E la sua prima esperienza mahleriana sul podio?
«Nei primi anni '80, con l'Orchestra della Radio di Berlino [RSO]: ho cominciato con il capitolo conclusivo, cioè la Decima Sinfonia, che diressi nel completamento di Deryck Cooke. Forse fu un atto di giovanile incoscienza, ma è una sinfonia che riprendo regolarmente, e ogni volta mi convinco di più della qualità del completamento, condotto a partire dalla "particella" originale di Mahler [la partitura ridotta]. Lentamente, ho poi affrontato tutte le altre sinfonie, prima a Berlino e a Milano, negli anni in cui dirigevo l'Orchestra della RAI, e poi al Concertgebouw; infine, a partire dal '95, a Lipsia, dove a maggio dell'anno scorso abbiamo organizzato un grande festival per ricordare il biennio in cui Mahler fu secondo Kapellmeister dell'Opera, invitato dal grande Arthur Nikish - che fu tra l'altro, con l'orchestra del Gewandhaus, uno dei primi interpreti di Mahler. La tradizione a Lipsia proseguì con un altro grandissimo mahleriano, Bruno Walter, primo esecutore del Canto della terra».
Sono davvero così difficili, per un direttore d'orchestra, le sinfonie di Mahler?

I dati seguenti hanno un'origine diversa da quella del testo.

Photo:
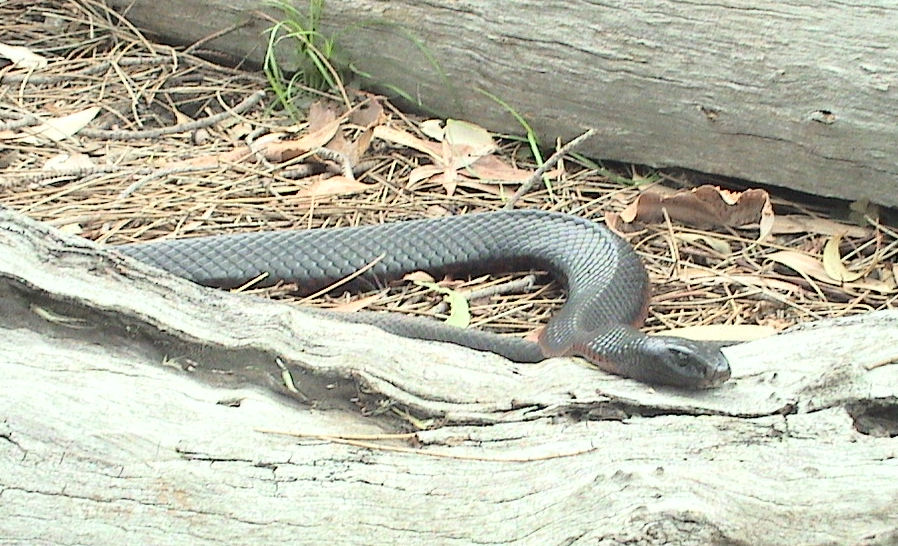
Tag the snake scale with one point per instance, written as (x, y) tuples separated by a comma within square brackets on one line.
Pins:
[(606, 282)]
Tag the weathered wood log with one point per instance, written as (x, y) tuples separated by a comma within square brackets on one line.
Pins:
[(133, 411), (790, 94)]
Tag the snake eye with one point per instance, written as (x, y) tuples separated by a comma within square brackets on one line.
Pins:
[(682, 359)]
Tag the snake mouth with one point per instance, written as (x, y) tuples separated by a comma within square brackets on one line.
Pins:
[(716, 376)]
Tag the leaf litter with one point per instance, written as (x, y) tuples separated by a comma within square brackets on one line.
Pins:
[(731, 263)]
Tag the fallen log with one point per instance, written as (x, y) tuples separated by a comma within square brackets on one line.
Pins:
[(140, 408), (789, 94)]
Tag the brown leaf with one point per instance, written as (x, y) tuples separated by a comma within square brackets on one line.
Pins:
[(357, 305), (491, 167), (805, 224), (321, 114), (368, 115), (335, 185), (705, 206), (832, 262), (419, 276)]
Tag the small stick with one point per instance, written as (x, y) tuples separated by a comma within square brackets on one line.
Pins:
[(549, 163)]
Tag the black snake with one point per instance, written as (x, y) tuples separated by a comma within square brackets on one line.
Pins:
[(607, 285)]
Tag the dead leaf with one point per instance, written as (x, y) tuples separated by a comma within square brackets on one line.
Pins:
[(832, 262), (432, 128), (418, 276), (54, 130), (321, 114), (23, 57), (806, 265), (805, 224), (335, 185), (722, 332), (467, 139), (398, 136), (718, 245), (459, 309), (358, 304), (703, 207), (368, 115), (67, 162), (490, 167)]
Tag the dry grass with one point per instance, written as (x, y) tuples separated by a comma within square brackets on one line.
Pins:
[(97, 60)]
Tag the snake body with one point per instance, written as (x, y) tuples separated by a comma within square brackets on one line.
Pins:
[(606, 282)]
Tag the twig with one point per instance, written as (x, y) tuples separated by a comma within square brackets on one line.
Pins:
[(245, 105), (538, 174)]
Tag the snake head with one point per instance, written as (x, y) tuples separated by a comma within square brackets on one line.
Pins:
[(683, 362)]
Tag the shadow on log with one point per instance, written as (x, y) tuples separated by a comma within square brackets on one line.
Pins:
[(795, 94)]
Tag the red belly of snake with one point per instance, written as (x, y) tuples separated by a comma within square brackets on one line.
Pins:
[(606, 282)]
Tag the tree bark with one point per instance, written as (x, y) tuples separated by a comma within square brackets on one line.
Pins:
[(793, 94), (140, 408)]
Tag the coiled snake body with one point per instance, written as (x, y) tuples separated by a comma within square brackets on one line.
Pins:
[(606, 282)]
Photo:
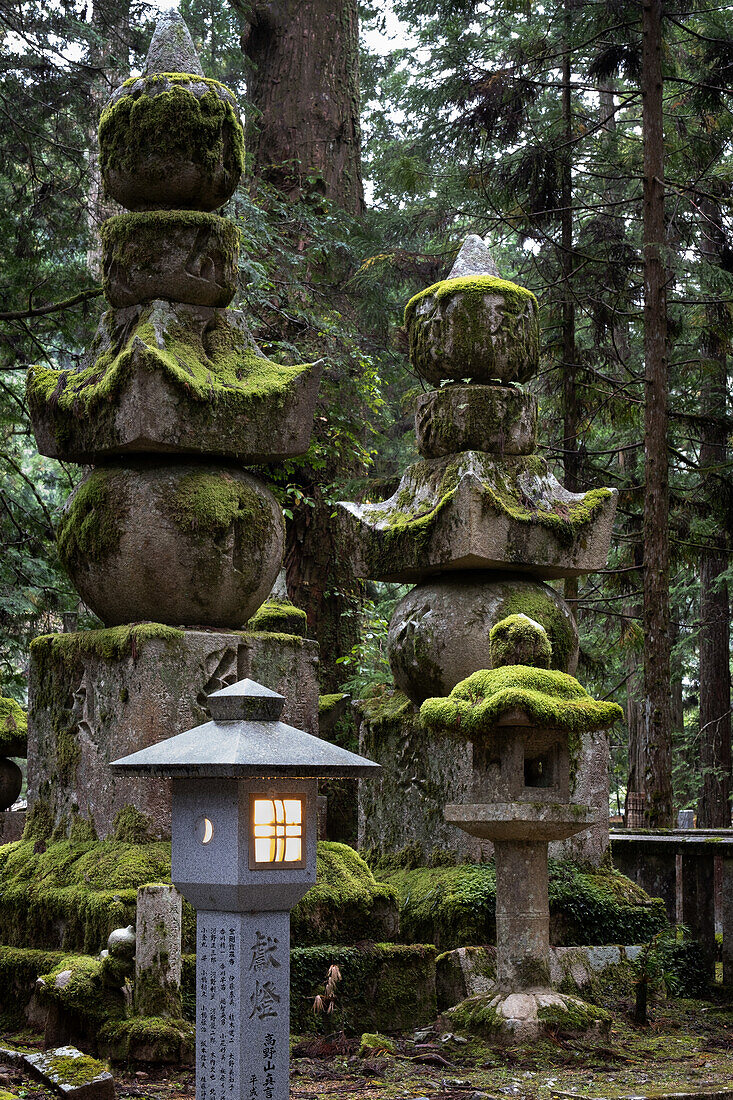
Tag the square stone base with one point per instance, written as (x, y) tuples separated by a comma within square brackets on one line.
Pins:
[(402, 811), (90, 703)]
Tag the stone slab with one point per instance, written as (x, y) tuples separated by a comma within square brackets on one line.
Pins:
[(73, 1074), (403, 809), (166, 377), (242, 1005), (87, 708), (477, 510)]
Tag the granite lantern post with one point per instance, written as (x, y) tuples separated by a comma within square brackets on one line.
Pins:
[(243, 853)]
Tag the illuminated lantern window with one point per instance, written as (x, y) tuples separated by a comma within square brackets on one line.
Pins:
[(277, 832)]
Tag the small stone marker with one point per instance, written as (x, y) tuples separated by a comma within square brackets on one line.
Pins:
[(73, 1074), (473, 259)]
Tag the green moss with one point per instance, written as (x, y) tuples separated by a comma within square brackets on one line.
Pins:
[(214, 503), (149, 1038), (456, 906), (113, 644), (70, 1069), (279, 616), (89, 527), (214, 367), (171, 120), (346, 904), (520, 640), (372, 1043), (550, 700), (13, 728)]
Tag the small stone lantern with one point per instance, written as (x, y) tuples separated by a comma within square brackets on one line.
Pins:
[(243, 853)]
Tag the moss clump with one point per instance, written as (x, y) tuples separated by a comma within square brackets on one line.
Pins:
[(346, 904), (456, 906), (72, 893), (212, 367), (279, 616), (372, 1043), (456, 329), (89, 527), (148, 1038), (176, 117), (214, 503), (113, 644), (74, 1069), (520, 640), (13, 728), (548, 697)]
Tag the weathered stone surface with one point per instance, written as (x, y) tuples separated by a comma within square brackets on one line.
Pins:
[(181, 255), (168, 377), (73, 1074), (476, 328), (501, 419), (476, 510), (439, 633), (474, 257), (184, 545), (11, 782), (101, 694), (403, 812), (157, 955), (172, 48), (171, 141)]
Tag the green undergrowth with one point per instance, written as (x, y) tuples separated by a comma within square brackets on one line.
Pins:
[(549, 699), (13, 728), (456, 906)]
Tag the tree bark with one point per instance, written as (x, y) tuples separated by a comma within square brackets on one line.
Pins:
[(714, 805), (305, 88), (656, 710)]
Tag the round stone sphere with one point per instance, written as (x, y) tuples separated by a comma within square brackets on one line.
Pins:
[(11, 782), (171, 141), (477, 328), (181, 543), (179, 255), (499, 419), (440, 631)]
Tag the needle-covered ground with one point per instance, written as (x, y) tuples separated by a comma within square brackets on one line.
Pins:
[(687, 1048)]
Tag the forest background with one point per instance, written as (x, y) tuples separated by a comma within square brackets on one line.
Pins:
[(589, 142)]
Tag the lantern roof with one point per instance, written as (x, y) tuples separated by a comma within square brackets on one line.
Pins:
[(244, 739)]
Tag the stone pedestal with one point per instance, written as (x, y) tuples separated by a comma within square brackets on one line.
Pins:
[(101, 694), (242, 1005)]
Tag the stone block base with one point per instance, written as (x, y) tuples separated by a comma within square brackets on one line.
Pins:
[(402, 812), (101, 694)]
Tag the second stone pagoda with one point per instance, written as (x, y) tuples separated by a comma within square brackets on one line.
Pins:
[(479, 526), (173, 402)]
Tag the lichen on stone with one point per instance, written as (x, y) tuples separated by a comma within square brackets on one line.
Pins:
[(549, 699)]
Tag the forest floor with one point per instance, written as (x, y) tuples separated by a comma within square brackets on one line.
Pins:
[(686, 1048)]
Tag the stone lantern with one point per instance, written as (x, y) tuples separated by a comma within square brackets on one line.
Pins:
[(524, 725), (243, 853)]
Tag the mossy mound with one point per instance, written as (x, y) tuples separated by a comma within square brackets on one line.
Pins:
[(520, 640), (279, 616), (212, 388), (346, 904), (476, 327), (13, 728), (171, 140), (549, 699), (456, 906)]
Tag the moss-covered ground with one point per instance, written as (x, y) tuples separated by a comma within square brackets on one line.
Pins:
[(687, 1047)]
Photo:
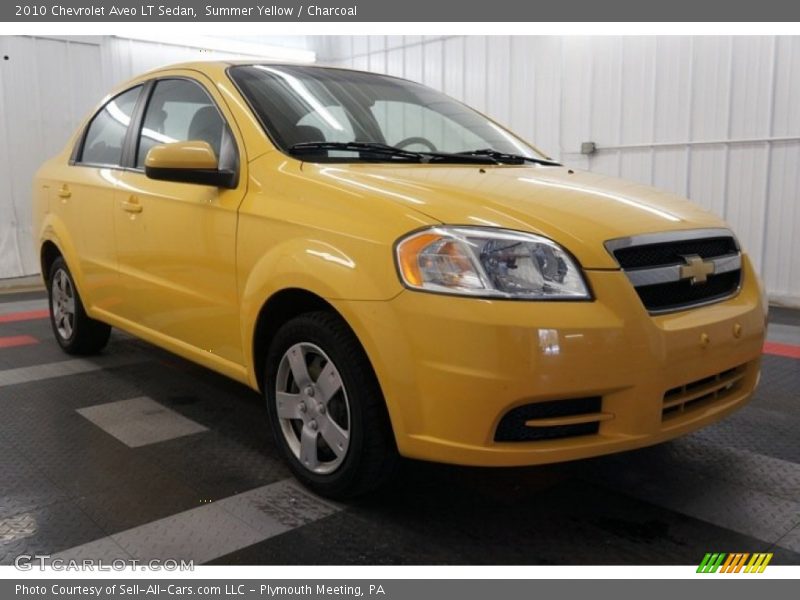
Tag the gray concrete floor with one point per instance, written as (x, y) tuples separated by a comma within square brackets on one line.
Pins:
[(197, 476)]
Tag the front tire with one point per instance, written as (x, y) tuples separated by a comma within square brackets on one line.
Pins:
[(74, 330), (326, 408)]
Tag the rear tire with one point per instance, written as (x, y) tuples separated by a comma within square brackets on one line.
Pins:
[(326, 408), (74, 330)]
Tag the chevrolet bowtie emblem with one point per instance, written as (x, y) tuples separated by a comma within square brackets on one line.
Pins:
[(696, 269)]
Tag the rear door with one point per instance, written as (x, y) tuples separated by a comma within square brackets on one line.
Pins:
[(176, 242)]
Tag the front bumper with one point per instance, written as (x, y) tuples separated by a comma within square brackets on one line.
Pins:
[(451, 368)]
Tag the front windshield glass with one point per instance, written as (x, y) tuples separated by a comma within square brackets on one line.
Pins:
[(308, 105)]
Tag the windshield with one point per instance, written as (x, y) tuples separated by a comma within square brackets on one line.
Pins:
[(309, 106)]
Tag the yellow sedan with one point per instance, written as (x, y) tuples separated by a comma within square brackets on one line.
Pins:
[(398, 274)]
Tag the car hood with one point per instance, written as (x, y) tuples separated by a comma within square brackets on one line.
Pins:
[(578, 209)]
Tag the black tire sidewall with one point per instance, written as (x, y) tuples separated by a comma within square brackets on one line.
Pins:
[(60, 265), (356, 382)]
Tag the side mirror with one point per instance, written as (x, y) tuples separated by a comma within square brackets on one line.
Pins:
[(187, 162)]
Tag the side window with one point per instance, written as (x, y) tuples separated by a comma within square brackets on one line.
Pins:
[(105, 136), (180, 110)]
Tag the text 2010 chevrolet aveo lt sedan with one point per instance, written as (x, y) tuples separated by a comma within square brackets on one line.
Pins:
[(396, 273)]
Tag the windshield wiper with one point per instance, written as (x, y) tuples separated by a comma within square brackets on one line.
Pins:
[(508, 158), (387, 150), (372, 147)]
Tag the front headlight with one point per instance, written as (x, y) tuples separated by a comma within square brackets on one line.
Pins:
[(487, 262)]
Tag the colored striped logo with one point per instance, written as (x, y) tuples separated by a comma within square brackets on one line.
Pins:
[(734, 563)]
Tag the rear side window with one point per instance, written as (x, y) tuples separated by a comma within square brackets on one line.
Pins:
[(180, 110), (105, 136)]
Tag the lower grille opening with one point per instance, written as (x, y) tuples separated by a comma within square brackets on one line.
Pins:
[(513, 428), (702, 391)]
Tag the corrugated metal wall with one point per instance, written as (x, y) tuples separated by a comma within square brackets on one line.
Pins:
[(47, 86), (712, 118)]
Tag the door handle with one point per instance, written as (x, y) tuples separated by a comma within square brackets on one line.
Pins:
[(132, 205)]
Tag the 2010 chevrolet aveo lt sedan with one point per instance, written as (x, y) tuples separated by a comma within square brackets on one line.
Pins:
[(395, 272)]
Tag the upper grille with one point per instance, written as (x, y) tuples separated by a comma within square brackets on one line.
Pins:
[(680, 270), (671, 253)]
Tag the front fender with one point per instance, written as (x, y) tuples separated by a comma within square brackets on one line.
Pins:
[(55, 231), (317, 267)]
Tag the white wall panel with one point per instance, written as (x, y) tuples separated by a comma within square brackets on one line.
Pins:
[(693, 115), (702, 116)]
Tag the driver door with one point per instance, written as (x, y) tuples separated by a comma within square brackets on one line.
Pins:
[(176, 242)]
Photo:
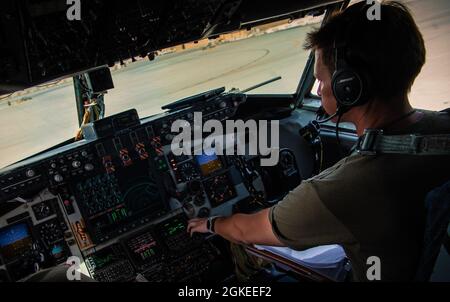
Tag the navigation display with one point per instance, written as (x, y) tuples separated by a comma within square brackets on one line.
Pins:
[(14, 240), (208, 163), (114, 203)]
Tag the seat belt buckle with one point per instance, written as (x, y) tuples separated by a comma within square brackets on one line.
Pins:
[(367, 142)]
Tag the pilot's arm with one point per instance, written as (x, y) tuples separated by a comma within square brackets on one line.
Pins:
[(240, 228), (299, 221)]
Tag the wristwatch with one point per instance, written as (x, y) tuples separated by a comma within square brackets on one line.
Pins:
[(210, 224)]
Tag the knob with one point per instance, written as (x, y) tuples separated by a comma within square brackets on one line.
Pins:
[(58, 178), (195, 186), (30, 173), (76, 164), (203, 212)]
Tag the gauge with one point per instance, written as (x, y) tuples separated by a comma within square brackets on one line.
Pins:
[(219, 189), (43, 210), (187, 171)]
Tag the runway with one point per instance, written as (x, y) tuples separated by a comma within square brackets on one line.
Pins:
[(50, 117)]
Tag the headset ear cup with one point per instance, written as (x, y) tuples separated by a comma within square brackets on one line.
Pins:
[(348, 88)]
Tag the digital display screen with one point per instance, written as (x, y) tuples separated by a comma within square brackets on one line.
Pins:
[(113, 203), (143, 248), (14, 240), (208, 163)]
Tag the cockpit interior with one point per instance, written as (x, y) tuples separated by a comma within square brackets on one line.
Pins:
[(88, 100)]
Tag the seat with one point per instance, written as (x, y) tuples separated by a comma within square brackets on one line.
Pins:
[(437, 203)]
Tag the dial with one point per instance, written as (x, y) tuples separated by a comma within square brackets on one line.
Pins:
[(187, 171), (219, 189), (43, 210)]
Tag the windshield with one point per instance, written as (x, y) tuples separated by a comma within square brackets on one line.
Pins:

«Fin da ragazzo ho ascoltato, come parte della collezione di mio padre, la storica Quarta incisa da Mengelberg ad Amsterdam nel 1939, e fu per me la prima esperienza di ascolto di qualcuno che era direttamente collegato alla grande tradizione mahleriana: un grandissimo interprete, capace di rappresentare compiutamente il pensiero tardoromantico e tutti i suoi eccessi. Quella del Concertgebouw è un'orchestra che ha una straordinaria dimestichezza con il linguaggio di Mahler, iniziata dal compositore stesso; ma a parte questa eccezione, ricordo bene che quando, al principio degli anni '80, dirigevo come ospite le grandi orchestre europee, sentivo chiaramente la loro fatica a contatto con questo linguaggio. È stato un percorso lungo e faticoso, e se il problema tecnico oggi è in parte risolto, Mahler rimane un autore ostile alla facilità, che non si risolve solo con la frequentazione. Anzi, in fondo ogni volta che una sinfonia di Mahler torna sul leggio, la difficoltà della sua realizzazione pratica si ripropone intatta».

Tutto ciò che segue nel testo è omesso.